De fato, com esse outro - mesmo que irmão/irmã, aliás principalmente quando é irmão/irmã - pode acontecer de se encontrar em “forte desentendimento”: “se discute, às vezes se briga”, tentando não guardar “rancor ", justamente porque existem diferentes "pontos de vista". Mas sobre a legitimidade do "conflito" o Papa Francisco foi (com razão) muito claro, quase provocador: "pode-se discutir sobre diferentes visões, pontos de vista, sensibilidades e ideias - e é bom fazê-lo, um pouco de discussão é saudável, porque é ruim nunca discutir. Quando existe essa paz tão rigorosa, não é de Deus ... Suspeito daqueles que nunca discutem, porque têm ‘agendas’ escondidas, sempre”.

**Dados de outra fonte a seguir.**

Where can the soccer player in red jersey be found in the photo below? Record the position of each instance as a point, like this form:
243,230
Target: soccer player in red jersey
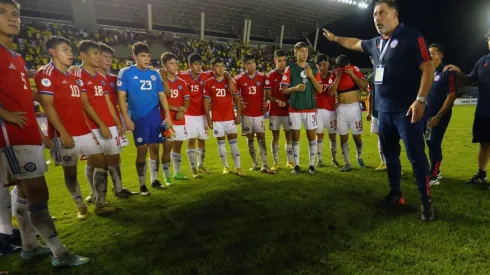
195,118
222,118
61,99
278,110
103,112
106,56
178,102
250,85
22,157
326,103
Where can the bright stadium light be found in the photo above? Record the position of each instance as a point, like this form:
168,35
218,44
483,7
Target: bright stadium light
363,4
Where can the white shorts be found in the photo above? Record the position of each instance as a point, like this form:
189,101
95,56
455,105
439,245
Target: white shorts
275,123
307,119
180,133
222,128
22,162
374,125
197,127
124,139
252,125
109,146
86,145
326,120
349,116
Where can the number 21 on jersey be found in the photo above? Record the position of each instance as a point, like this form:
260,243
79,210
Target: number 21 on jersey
145,85
220,92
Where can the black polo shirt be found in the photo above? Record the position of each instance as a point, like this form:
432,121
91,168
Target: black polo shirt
481,74
406,51
443,85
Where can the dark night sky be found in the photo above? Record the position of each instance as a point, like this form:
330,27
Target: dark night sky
459,25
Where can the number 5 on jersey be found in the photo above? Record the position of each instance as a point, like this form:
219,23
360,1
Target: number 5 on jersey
145,85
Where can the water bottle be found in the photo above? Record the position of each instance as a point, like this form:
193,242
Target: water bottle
428,133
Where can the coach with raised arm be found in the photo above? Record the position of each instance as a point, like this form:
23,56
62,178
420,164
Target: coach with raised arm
403,76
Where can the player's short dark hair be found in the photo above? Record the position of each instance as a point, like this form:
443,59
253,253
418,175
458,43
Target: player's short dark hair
140,47
248,57
54,41
391,3
321,57
166,57
279,53
217,61
86,45
439,47
300,45
342,61
105,48
194,57
11,2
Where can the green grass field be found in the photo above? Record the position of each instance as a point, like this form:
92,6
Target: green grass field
282,224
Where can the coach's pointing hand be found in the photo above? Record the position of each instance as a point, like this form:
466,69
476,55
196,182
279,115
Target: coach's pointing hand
300,87
330,36
416,110
17,118
129,123
67,141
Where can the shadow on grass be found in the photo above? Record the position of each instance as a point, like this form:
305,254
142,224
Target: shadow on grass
237,226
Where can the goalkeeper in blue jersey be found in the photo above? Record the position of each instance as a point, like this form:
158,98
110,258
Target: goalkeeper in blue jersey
142,88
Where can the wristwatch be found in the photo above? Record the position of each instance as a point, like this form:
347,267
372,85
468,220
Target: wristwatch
421,99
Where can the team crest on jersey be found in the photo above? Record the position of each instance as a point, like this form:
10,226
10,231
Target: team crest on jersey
394,43
30,167
46,82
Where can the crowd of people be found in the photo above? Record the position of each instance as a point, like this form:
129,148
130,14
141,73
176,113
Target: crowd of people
30,44
89,110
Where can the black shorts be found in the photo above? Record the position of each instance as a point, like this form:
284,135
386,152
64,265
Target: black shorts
481,129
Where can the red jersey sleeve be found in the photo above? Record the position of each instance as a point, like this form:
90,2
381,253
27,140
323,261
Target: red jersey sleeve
205,90
238,83
358,72
268,82
185,90
43,84
286,78
318,77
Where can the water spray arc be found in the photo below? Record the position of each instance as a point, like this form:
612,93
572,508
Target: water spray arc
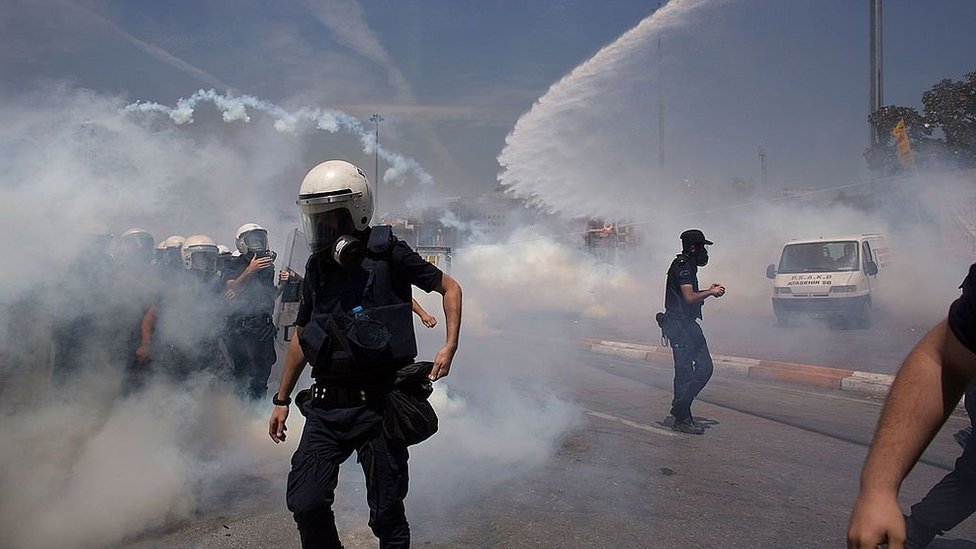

O encontro com a diversidade, portanto, para não ser destrutivo mas construtivo, exige uma "Igreja paciente" que, mesmo através do "longo e tortuoso caminho [do] diálogo", saiba dizer três sim e três não:
1. "a paciência de acolher ‘serenamente’ a novidade sem julgá-la precipitadamente" (isto é, "dar-se tempo para conhecê-la sem rotulá-la");
2. "a paciência de ‘estudar’ outras culturas e tradições" (e "dispor-se a um confronto sincero");
3. “a paciência do discernimento que sabe perceber os sinais da obra de Deus em todo lugar” (ao “assumir a responsabilidade pela história do outro” e pelos “sinais dos tempos”).
4. "não se escandaliza" nem "se deixa abalar e perturbar pelas mudanças";
5. “não esmaga com atitudes rigorosas, inflexíveis, nem com pedidos demasiado exigentes”;
6. "não serve ser impulsivos, agressivos, nostálgicos ou lamurientos".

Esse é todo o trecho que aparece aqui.